Como seria de esperar e apesar de ter Cameron Diaz como protagonista, The Box é um filme denso, estranho e, por vezes, desconcertante. Visualmente de uma correcção impoluta, Richard Kelly parece gostar de construir narrativas abstrusas, repletas de personagens bizarras. E é o que faz.

Atrás de nós havia algumas pessoas que, a partir de uma certa altura, começaram a falar alto. Eram vozes femininas ponteadas por outras, mais grossas, imagino que saídas de fundas gargantas masculinas. Como ouço um pouco mal, não era capaz de distinguir o que diziam, apenas sentia um constante martelar de vozes afectadas. Irritante, no mínimo. De tal forma que a minha filha se voltou para trás e pediu, com modos mais correctos do que a situação exigia, que se calassem ou, pelo menos, falassem mais baixo. Em resposta as personagens começaram a falar ainda mais alto, pelo menos foi o que me pareceu. Voltei-me para trás e, num relance, vi um par de Camerons Diaz com baldes de pipocas e telemóveis em punho, atarefadas com diversas actividades nas quais a projecção no écrã não parecia incluída. Senti uma irritação profunda e propus à minha filha que mudássemos de lugar (a sala estava para aí com um terço de ocupação).
Levantámo-nos e, perante a interrogação dos nossos amigos, ainda tive tempo de dizer uma frase deselegante que não sei se chegou aos destinatários, qualquer coisa como "estas gajas não se calam". Demasiado brando, reconheço.

Sentados nos novos lugares assistimos ao filme. Mas, atrás de nós, um jovem casal, também ele munido dos respectivos caixotes de pipocas, dava largas á sua estupefacção perante a estranheza do filme.
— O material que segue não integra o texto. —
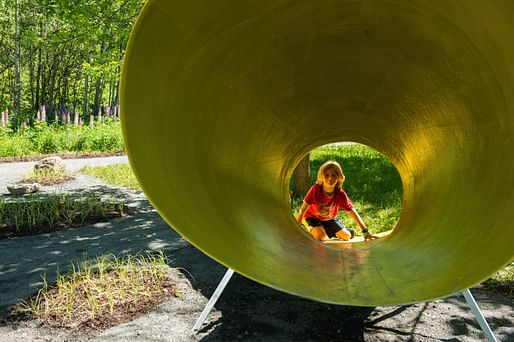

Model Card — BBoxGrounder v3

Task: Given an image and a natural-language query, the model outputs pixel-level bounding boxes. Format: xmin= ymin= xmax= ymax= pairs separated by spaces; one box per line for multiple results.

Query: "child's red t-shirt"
xmin=304 ymin=184 xmax=353 ymax=221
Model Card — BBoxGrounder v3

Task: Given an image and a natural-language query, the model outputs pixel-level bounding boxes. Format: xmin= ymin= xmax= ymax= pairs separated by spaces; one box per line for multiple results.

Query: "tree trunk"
xmin=293 ymin=154 xmax=311 ymax=197
xmin=93 ymin=76 xmax=103 ymax=116
xmin=13 ymin=0 xmax=21 ymax=119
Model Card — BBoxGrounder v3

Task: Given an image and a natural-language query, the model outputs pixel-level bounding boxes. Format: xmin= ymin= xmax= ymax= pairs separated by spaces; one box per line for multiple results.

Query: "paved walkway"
xmin=0 ymin=157 xmax=514 ymax=342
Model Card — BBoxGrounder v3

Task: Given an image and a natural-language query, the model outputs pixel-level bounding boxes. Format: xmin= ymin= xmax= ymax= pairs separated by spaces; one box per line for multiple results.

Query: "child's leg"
xmin=336 ymin=228 xmax=352 ymax=241
xmin=310 ymin=226 xmax=328 ymax=241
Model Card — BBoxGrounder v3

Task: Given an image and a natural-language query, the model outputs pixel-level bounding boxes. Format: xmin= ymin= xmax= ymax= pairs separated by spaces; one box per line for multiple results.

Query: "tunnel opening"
xmin=290 ymin=141 xmax=403 ymax=244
Lá vimos a coisa até ao fim mas, não pude deixar de pensar que, tal como há escalões etários que classificam os filmes, também deveria haver avisos do género: "não aconselhável a pessoas estúpidas" ou "interdito a amantes de comédias românticas", só para dar dois exemplos.

O meu amigo, que ficou no lugar que eu abandonara, disse-me que, durante o intervalo, as Camerons Diaz comedoras-de-pipocas haviam comentado o facto de estarem à espera de um filme completamnete diferente, algo mais na linha de outro filme com Cameron Diaz e Tom Cruise, em exibição numa sala ao lado. Acção, comédia e aventura, era o que elas queriam e saíu-lhes negrume, complexidade e depressão profunda. Não admira que cacarejassem como galinhas tontas durante todo o tempo que o filme durou. Só me pergunto porque porque razão não abandonaram a sala e a única resposta que me parece plausível é que eram demasiado estúpidas para pensarem nisso.

Demasiado estúpidas para saírem e demasiado imbecis para compreenderem a sua profunda estupidez. Elas e os parolos que as acompanhavam.